Dès qu’intervient la traduction, apparaît le danger d’une interprétation de la langue étrangère dans les termes de la langue maternelle.
ANDRÉ MARTINET
L’UN DES TRAITS les plus caractéristiques de la langue anglo-américaine est sa capacité d’accumuler devant un substantif, par simple juxtaposition, une longue suite de déterminants qui le modifient. Il ne semble pas y avoir de limite au nombre de déterminants antéposés qui forment avec le substantif une unité syntagmatique complexe.
a. The Walkyrie is a rigid-wing single-surface tailless mono-plane hang-glider. | a. Le Walkyrie est un deltaplane monoplace et monocoque à voilure fixe et sans queue. |
b. Toshiba’s fully electronic quartz digital-synthesized tuning system is available in a selection of styles, sizes, features and price range. [Chaîne stéréo] | b. Le syntonisateur électronique numérique Toshiba à synthétiseur piloté au quartz est offert dans toute une gamme de styles, de tailles, de modèles et de prix. |
c. Non-sterile-powder-free latex medical examination gloves. | c. Gants de latex non stériles et sans poudre pour examens médicaux. |
d. Coiled modular black replacement handset cord. | d. Cordon de combiné noir, modulaire et spiralé. |
Cette forme de composition par juxtaposition directe des composants existe évidemment en français. Les écrivains tirent de cette construction des effets stylistiques parfois saisissants, comme cette description très évocatrice d’un paysage d’hiver extraite d’un roman d’Anne Hébert: «La plate, longue, large, vague, poudreuse étendue neigeuse» (Hébert, 1970: 92)
Des groupes nominaux hypertrophiés de ce genre se rencontrent aussi dans la langue courante. Toutefois, les déterminants juxtaposés et postposés y dépassent rarement le nombre de trois: «eau minérale naturelle gazéifiée», «concert de musique vocale polyphonique française», «la dépopulation agricole active masculine». Dans les langues de spécialité, leur nombre peut s’élever à quatre ou même à cinq: (informatique) «code décimal codé binaire étendu»; (patinage artistique) «l’Hamil Camel est une pirouette sautée allongée passée assise».

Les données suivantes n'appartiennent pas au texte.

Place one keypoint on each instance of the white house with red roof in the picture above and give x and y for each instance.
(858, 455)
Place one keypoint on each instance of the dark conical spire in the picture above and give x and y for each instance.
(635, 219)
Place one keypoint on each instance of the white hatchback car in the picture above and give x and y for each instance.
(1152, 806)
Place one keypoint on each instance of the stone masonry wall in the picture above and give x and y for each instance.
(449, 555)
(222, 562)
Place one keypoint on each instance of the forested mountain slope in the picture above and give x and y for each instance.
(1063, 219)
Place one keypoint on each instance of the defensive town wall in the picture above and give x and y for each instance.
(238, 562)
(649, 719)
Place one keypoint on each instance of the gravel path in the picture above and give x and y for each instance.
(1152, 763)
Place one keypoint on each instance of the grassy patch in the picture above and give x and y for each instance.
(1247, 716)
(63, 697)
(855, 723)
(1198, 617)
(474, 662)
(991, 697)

L’accumulation d’un si grand nombre de déterminants juxtaposés demeure cependant assez exceptionnelle en français, car elle va à l’encontre du caractère analytique de cette langue et nuit parfois à la clarté et à l’intelligibilité des énoncés en raison de l’imprécision des rapports unissant les déterminants et le déterminé. En règle générale, la langue française a plutôt tendance à exprimer explicitement les rapports syntaxiques au moyen de mots-outils (conjonctions, prépositions) ou de pronoms relatifs. Elle répugne à laisser au lecteur le soin de rétablir les liens logiques unissant les membres de la construction. Les deux exemples suivants nous en apportent la preuve: gas ejection space ship attitude control: «réglage du degré d’inclinaison du vaisseau spatial par éjection de gaz»; abrasion fretting corrosion: «corrosion due à l’usure par frottement».
La précision des rapports syntaxiques, si elle allonge quelque peu les énoncés, présente l’avantage d’éviter les ambiguïtés et les équivoques résultant de la juxtaposition de déterminants en cascade. Ainsi, que faut-il entendre par private apprentice workshops? S’agit-il d’«ateliers privés où travaillent des apprentis»? d’«ateliers privés employant des apprentis»? d’«ateliers privés dirigés par des apprentis»? d’«ateliers privés tenus par des apprentis»? Le sens ne se dégage pas clairement de la formulation anglaise et il pourrait arriver que le contexte ne soit d’aucun secours pour lever l’ambiguïté.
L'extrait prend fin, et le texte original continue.